[Met Performance] CID:131770
Carmen {370} Eastman Theatre, Rochester, New York: 05/5/1941.

(Review)


Rochester, New York
May 5, 1941


CARMEN {370}

Carmen..................Gladys Swarthout
Don José................Giovanni Martinelli
Micaela.................Licia Albanese
Escamillo...............Richard Bonelli
Frasquita...............Thelma Votipka
Mercédès................Helen Olheim
Remendado...............Alessio De Paolis
Dancaïre................George Cehanovsky
Zuniga..................Louis D'Angelo
Moralès.................Arthur Kent
Dance...................Monna Montes
Dance...................Ruthanna Boris
Dance...................Grant Mouradoff [Last performance]

Conductor...............Wilfred Pelletier

Review of A. J. Warner in the Rochester Times-Union

"Carmen" Delights Audience

A raging blizzard accompanied last year's visit of the Metropolitan Opera Association to Rochester. Balmy May weather prevailed for this season's performance, but even so the Eastman Theater last night was by no means filled to capacity. There was a large audience, nevertheless, and one sensed its deep pleasure in the work chosen for presentation, which was Bizet's "Carmen," one of the three or four most perfect operas ever written - perfect in the utter harmony of the music and the libretto, with the score and the book forming a complete unit.

People are sometimes apt to take "Carmen" for granted as a tuneful, familiar score in which the resplendent "Toreador" solo receives the first tribute of public admiration and with the "Habanera" and the "Segudilla" of the first act, also sure of a warm reception, whereas the glorious qualities of the opera really place it with Mozart's "Don Giovanni," Wagner's "Die Meistersinger," and Puccini's "La Bohème" in the kind of matchless classification every note of the music reflecting the meaning of the mood and the words it accompanies. This seemed to be borne in upon last evening's assemblage, perhaps subconsciously, for there was the sort of absorption in the proceedings that only a masterwork brings forth.

The fact that, while the performance was dramatic and lyrically worthy of the illustrious Metropolitan, it was not a great one, served all the more powerfully to illustrate the superb quality of the opera itself - an opera which stands among the immortals. The stage of the Eastman seemed to be somewhat cramped and to "compress" the settings which would not, under the circumstances, give much of an illusion of space, and there was one moment, in the second act, when a door of the inn became a bit recalcitrant just as Mr. Martinelli was about to make his entrance. Yet these things were superficial, and in no way kept Bizet's magnificent and fascinating music from working its accustomed spell.

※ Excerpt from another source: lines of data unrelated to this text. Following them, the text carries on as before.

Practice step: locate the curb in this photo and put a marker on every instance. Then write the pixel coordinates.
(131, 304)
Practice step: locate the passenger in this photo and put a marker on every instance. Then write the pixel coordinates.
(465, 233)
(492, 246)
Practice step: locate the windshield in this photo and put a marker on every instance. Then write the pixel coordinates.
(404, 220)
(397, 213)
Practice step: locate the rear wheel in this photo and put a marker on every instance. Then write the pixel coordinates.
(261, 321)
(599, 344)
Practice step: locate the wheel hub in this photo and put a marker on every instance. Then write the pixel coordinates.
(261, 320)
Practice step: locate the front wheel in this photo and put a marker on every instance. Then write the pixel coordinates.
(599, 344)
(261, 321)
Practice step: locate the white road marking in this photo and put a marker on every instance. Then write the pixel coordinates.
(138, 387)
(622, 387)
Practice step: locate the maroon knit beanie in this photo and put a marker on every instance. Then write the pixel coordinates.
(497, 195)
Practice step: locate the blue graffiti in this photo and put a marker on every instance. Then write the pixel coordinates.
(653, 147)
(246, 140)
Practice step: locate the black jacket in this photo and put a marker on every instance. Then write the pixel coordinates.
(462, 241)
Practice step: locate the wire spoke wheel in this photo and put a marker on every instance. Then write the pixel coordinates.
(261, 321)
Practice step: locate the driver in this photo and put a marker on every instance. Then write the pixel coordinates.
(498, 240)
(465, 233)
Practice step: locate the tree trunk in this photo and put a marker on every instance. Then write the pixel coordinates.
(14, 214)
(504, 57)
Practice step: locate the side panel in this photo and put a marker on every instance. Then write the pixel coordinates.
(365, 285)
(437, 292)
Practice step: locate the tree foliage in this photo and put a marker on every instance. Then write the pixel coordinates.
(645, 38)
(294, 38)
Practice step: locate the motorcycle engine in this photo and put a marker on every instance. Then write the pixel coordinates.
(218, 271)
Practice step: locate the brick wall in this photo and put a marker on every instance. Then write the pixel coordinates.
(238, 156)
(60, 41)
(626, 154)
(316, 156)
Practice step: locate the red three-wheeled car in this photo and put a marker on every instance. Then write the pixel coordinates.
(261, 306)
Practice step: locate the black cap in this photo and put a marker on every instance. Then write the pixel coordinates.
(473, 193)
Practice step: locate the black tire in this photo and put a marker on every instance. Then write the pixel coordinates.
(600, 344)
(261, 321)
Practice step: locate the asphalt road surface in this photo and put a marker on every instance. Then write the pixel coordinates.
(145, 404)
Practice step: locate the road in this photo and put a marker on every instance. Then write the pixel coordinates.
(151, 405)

There may be no "great" Carmens today, great as was Calvé's and histrionically electric as was Mary Garden's, but Gladys Swarthout made the role charming and arresting. She was lovely to look at, and she has a beautiful voice. Her Carmen was a coquette, instead of a wanton. She was a woman unscrupulous, seductive, hard, who knew well the game of life and played it her way regardless of the consequences, although she was never a vulgarian. She sang alluringly, both in the role's famous arias and in the less well-known and equally enchanting melodies which Bizet has so richly provided.

Wins Ovation

To Micaela fall so comparatively few passages that they are hardly as definite as a "leit-motif." These same passages, however, are endowed with a magic beauty and reflect the composer's skill at characterization through the medium of music. Licia Albanese sang them so exquisitely that she won a personal ovation. So, too, the quintet of the smugglers, early in the third act, one of the most attractive numbers in the opera, and the duet of the fortune-tellers stood out as being especially beguiling, while the interweaving of the trumpet-recall with Carmen's dance, and the baleful phrase that expresses her evil influence over Don José illustrated Bizet's consummate taste and brilliancy.

Giovanni Martinelli, the veteran tenor, was the Don José and Richard Bonelli appeared as Escamillo. Thelma Votipka was Frasquita and Helen Olheim sang the part of Mercedes.

While the incidental dances at the beginning of act four were apparently to the liking of the audience, they seemed to break the dramatic spell of that always intense scene, which by the very nature of the plot has to move apace.

Wilfred Pelletier conducted in able fashion, and with unfailing musicianship.